シャープが失った「らしさ」鴻海入り10年の功罪――徹底したコスト削減と経営スピードアップがもたらしたもの、親会社のトップ交代で方針大転換

「もう一度、シャープらしさを取り戻したい」
9月29日、報道陣を集めた懇談会で、シャープの沖津雅浩社長は力を込めた。土俵際に追い込まれたシャープが、復活の道を歩み始めている。(詳細なインタビュー記事はこちら)
2022年度、23年度と立て続けに1000億円超の最終赤字に転落。わずか2年間で合計4000億円以上の純損失を計上し、自己資本比率は一時9%まで低下した。
火中の栗を拾うタイミングで24年6月に沖津氏が社長に就任してからは、「アセットライト」戦略を進めてきた。巨額の赤字を招いたディスプレー事業は、大型液晶パネルの生産が24年8月に終了。
大阪府堺市にある堺工場の土地や建物は、ソフトバンクやKDDIなどに合計1000億円超で売却した。かつて「世界の亀山工場」ともてはやされた亀山第2工場(三重県)も、親会社である台湾・鴻海精密工業へ売却する方向ですでに検討が進んでいる。
一連の改革を経て、24年度は273億円の営業黒字に転換。25年度の営業利益は8月の上方修正を経て、300億円となる見込みだ。
シャープにとって大きな転機となった、鴻海傘下入りから10年の節目が迫っている。この間、シャープには一体何が起きていたのか。そして、沖津社長が語る「シャープらしさ」はなぜ失われてしまったのか。
鴻海流改革の功罪
16年5月にシャープが発表した15年度の決算は、惨憺(さんたん)たる結果だった。スマートフォン向けの液晶需要が急減し、収益柱だったディスプレー事業が1291億円の赤字に陥った。
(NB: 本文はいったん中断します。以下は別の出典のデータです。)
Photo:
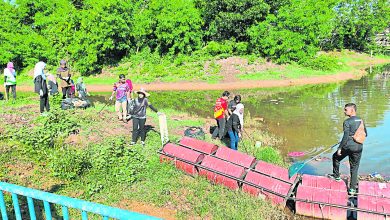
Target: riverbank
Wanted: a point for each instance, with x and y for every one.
(86, 154)
(236, 73)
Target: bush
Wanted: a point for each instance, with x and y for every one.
(47, 130)
(68, 164)
(321, 62)
(113, 161)
(215, 48)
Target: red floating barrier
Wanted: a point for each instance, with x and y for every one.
(235, 157)
(223, 167)
(373, 196)
(202, 146)
(182, 153)
(268, 183)
(321, 195)
(274, 170)
(323, 182)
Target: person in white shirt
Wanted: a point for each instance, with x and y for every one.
(10, 80)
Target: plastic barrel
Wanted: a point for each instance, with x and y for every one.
(323, 182)
(321, 195)
(182, 153)
(235, 157)
(373, 196)
(223, 167)
(202, 146)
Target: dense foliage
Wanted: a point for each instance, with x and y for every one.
(91, 34)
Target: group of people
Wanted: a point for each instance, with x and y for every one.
(230, 118)
(46, 84)
(134, 109)
(229, 115)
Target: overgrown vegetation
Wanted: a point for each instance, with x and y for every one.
(91, 35)
(97, 169)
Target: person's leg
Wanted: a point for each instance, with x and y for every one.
(221, 127)
(135, 130)
(67, 91)
(47, 104)
(118, 110)
(354, 162)
(215, 132)
(124, 110)
(41, 104)
(142, 129)
(236, 140)
(7, 91)
(232, 139)
(13, 88)
(63, 92)
(336, 162)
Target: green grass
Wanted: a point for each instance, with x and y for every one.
(96, 170)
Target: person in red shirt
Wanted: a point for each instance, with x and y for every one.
(221, 114)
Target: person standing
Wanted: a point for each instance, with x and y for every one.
(10, 80)
(122, 91)
(52, 84)
(41, 86)
(233, 103)
(220, 114)
(81, 89)
(234, 126)
(351, 145)
(63, 73)
(141, 103)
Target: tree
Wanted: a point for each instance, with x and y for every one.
(296, 32)
(172, 26)
(357, 22)
(226, 19)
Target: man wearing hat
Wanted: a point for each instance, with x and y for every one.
(63, 73)
(139, 115)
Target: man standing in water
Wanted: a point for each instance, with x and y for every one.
(221, 114)
(351, 145)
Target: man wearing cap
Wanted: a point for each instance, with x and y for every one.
(63, 73)
(10, 80)
(139, 116)
(122, 91)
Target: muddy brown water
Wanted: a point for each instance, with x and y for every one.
(309, 118)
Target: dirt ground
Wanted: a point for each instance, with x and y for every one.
(230, 67)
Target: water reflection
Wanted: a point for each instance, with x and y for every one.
(310, 118)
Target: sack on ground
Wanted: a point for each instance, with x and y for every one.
(130, 107)
(360, 134)
(70, 103)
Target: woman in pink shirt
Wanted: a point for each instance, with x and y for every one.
(122, 91)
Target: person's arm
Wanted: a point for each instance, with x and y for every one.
(113, 92)
(344, 140)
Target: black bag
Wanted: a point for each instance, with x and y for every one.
(130, 106)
在庫評価損による特別損失もあり、純損失は2559億円に到達。債務超過となり、当時の東証1部から2部に指定替えとなった。
窮地に陥ったシャープを救ったのが、iPhoneの組み立てなどを手がけるEMS(電子機器の製造受託サービス)最大手の鴻海だった。第三者割当増資を引き受け約3800億円を出資。同時に経営トップから現場レベルの社員まで、多くの人員をシャープに送り込んだ。
こうして始まったのが鴻海流の経営改革だ。鴻海傘下入り直後の17年度には、シャープの営業利益は624億円まで回復した。実際、鴻海による経営改革が効果を発揮した部分もある。その1つが経営のスピードアップだ。